盆明けの送り火を焚いた頃には、真昼の太陽もようやく傾き始めていた。

いつの間にかうとうとと眠っていて、目を覚ますと日はすっかり暮れている。

慌てて土間に駆け込むと、食事の用意はあらかた終わっていた。

「すみません、遅くなりました!」

「いいわよ別に。そんな時だってあるわよ」

義母は出来上がった膳を手渡す。

「皆を呼んできてちょうだい」

奥の部屋をのぞき込んだ。晋太郎さんは書物を片手に広げ、碁盤の前でなにやら考え込んでいる。

「夕餉の支度ができました」

返事がない。

聞こえてはいるのだろうから、静かにそこを後にする。

お義父さまとお祖母さまにも声をかけてから、食事をする部屋に戻った。

晋太郎さんは少し遅れてやってくる。

「支度が出来ていたのなら、声をかけてくださればよかったのに」

ご飯を盛った茶碗を渡すと、その人は言った。

「言いに行きました」

「聞いていませんよ」

「囲碁の本を読んでいらっしゃいました」

ムッとしたような顔でにらまれても、言ったのは事実なんだから平気。

私は味噌汁をすする。

「今度からはちゃんと、返事をするまでお願いします」

「分かりました」

そんなの、聞いてないのが悪いんじゃない。

食欲は止まらない。

一番に食べ終わると、さっさと席を立った。

「ごちそうさまでした」

夜になって、寝支度を調える。

いつものように離して敷いた布団の間に、衝立を立てた。

しばらくしてからやってきたその人は、眉をしかめる。

「一体、この衝立はいつまで立てておくものなのでしょうね」

「え? これは初めに、晋太郎さんが立てたものではなかったのですか?」

ふいにこの人は間に立てた衝立のギリギリにまで、自分の布団を寄せた。

「なにをしているのです?」

「別に。

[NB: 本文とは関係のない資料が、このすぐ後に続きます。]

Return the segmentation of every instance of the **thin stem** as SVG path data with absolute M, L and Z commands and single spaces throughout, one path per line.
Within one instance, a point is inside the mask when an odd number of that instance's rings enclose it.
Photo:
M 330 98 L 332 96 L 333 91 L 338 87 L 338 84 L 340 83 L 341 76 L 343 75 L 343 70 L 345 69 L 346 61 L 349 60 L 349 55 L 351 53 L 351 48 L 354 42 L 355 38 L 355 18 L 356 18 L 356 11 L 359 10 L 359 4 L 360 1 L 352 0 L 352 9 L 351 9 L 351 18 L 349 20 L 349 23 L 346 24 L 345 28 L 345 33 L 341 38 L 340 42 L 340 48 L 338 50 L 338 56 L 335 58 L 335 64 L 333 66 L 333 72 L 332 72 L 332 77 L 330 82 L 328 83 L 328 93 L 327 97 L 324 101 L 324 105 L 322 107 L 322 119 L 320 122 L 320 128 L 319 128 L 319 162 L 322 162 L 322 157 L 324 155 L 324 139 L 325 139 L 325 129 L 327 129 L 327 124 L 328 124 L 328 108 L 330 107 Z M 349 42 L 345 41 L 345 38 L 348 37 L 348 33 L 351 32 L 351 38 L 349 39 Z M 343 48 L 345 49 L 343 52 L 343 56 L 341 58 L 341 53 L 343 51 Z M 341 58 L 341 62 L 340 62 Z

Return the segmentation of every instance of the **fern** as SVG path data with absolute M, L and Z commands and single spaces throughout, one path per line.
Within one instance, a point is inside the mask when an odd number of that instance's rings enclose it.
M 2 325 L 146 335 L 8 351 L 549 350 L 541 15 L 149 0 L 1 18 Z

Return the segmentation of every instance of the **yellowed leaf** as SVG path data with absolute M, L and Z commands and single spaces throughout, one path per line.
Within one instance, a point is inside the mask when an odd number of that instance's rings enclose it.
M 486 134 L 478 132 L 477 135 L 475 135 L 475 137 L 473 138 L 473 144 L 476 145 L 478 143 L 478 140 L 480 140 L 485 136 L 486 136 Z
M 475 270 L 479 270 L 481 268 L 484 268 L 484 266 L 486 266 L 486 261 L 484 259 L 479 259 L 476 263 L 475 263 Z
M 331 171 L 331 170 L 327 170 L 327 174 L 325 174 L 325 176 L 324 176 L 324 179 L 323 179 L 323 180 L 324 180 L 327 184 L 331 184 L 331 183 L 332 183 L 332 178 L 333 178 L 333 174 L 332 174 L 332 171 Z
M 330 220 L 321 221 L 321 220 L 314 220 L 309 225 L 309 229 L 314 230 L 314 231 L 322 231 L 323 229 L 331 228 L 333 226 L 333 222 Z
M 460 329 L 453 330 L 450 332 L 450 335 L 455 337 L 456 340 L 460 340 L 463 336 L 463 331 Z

あなたの領域は侵していませんよ」

そこへごろりと横になる。

大きな一枚板の衝立だ。

襖絵をはめ込んだ木の枠に足が付いていて、絵の下には唐草模様の透かし彫りが入っている。

床からは五寸ほど浮いていた。

「こうすれば、お顔は見られますね」

「……。そうですね」

居心地の悪さに背を向ける。

これでは衝立を立てる意味がない。

見られながら寝るなんて、そんなのは絶対に無理だ。

ごそごそという衣ずれが、背中の向こうで聞こえる。

「……この家には、もう慣れたようですが、いかがですか?」

背を向けたままそれに答える。

「はい。慣れました」

「私には?」

振り返った。

晋太郎さんはまだこちらに背を向けていた。

「……。それなりに……」

「それはよかった。ずっと、嫌われているのだろうと思っていました」

その人は衝立の向こう側で、背を向けたまま話し出す。

「嫁入りの相手を自分で選べない以上、あなたには出来るだけ、不快な思いはさせまいと思っておりました。私が相手を選べないように、あなたも誰かを選ぶことができないからです」

秋口の夜はじっとりと暑くて、締めきったままの部屋には熱が籠もる。

「婚儀の席をめちゃくちゃにしたことも、まだ謝れていません。ですがあなたに、許してもらおうと思うてはいない自分も、一方でいるのです」

私は寝巻きの袖を、ぎゅっと握りしめる。

あの日のことは、ここではなかったことになっている。